Neither Chuck nor Chelsea needs Marvel. But Marvel—and the comic book industry as a whole—needs them, and creators like them. It needs fresh blood and new perspectives, so that it’s not stuck recycling the same stories over and over again. It needs creators willing to stand up for themselves and for others, and to put that courage on the page as well as in their tweets and other public statements. (I should note that the official reason from Marvel for the cancellation of Vision had to do with their plans for the Vision family of characters and not Chelsea’s politics or reputation. Given her history with Marvel, though, it’s hard not to see those as a factor. At the very least, they’ve made it blatantly clear that they see absolutely no need to support a woman who was harassed off of Twitter for being explicitly feminist about the work she did with them, which implies that they don’t support the underlying view that, uh, women are people.)

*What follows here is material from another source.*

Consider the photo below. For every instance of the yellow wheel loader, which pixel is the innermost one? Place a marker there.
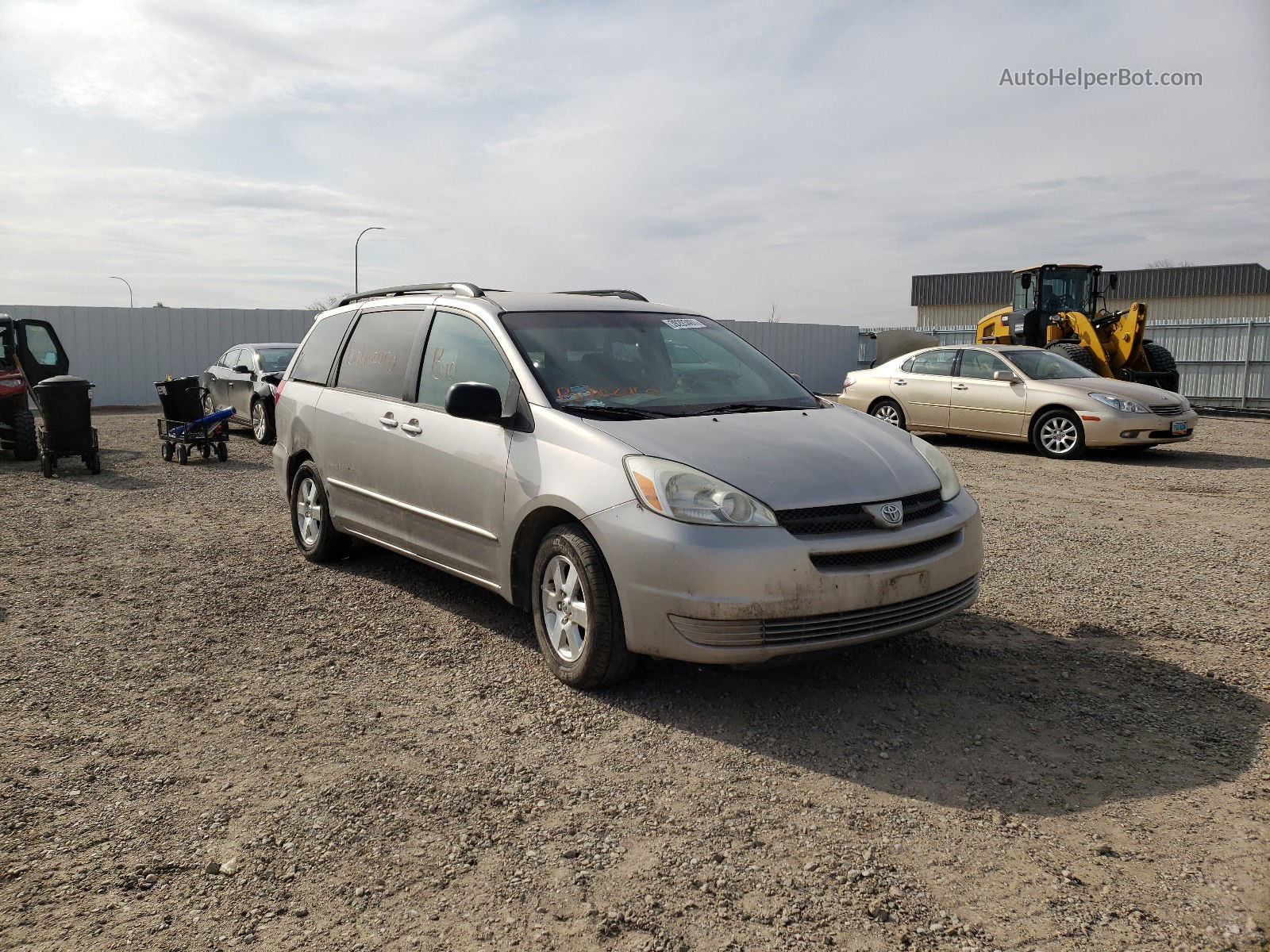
(1056, 306)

I mean, for Odin’s sake. If someone can get fired from the company that publishes freaking Captain America and the X-Men for fighting too vocally for social justice, what the hell are any of us doing here?
I don’t know if Marvel’s recent choices are the result of a conservative agenda or simply a company owned by a massive corporation doing their best to not offend anyone and failing to understand that colorful language is less offensive than death threats and this administration’s rapid erosion of human rights. What I do know is that if Marvel wants to look like its own behavior reflects the values of the heroes it publishes, it has some apologies to make—and some serious thinking to do about who it stands behind and who it doesn’t.
In the meantime, there’s always Chuck’s Aftermath novels and Chelsea’s new Man Eaters comic from Image. Happy reading, true believers.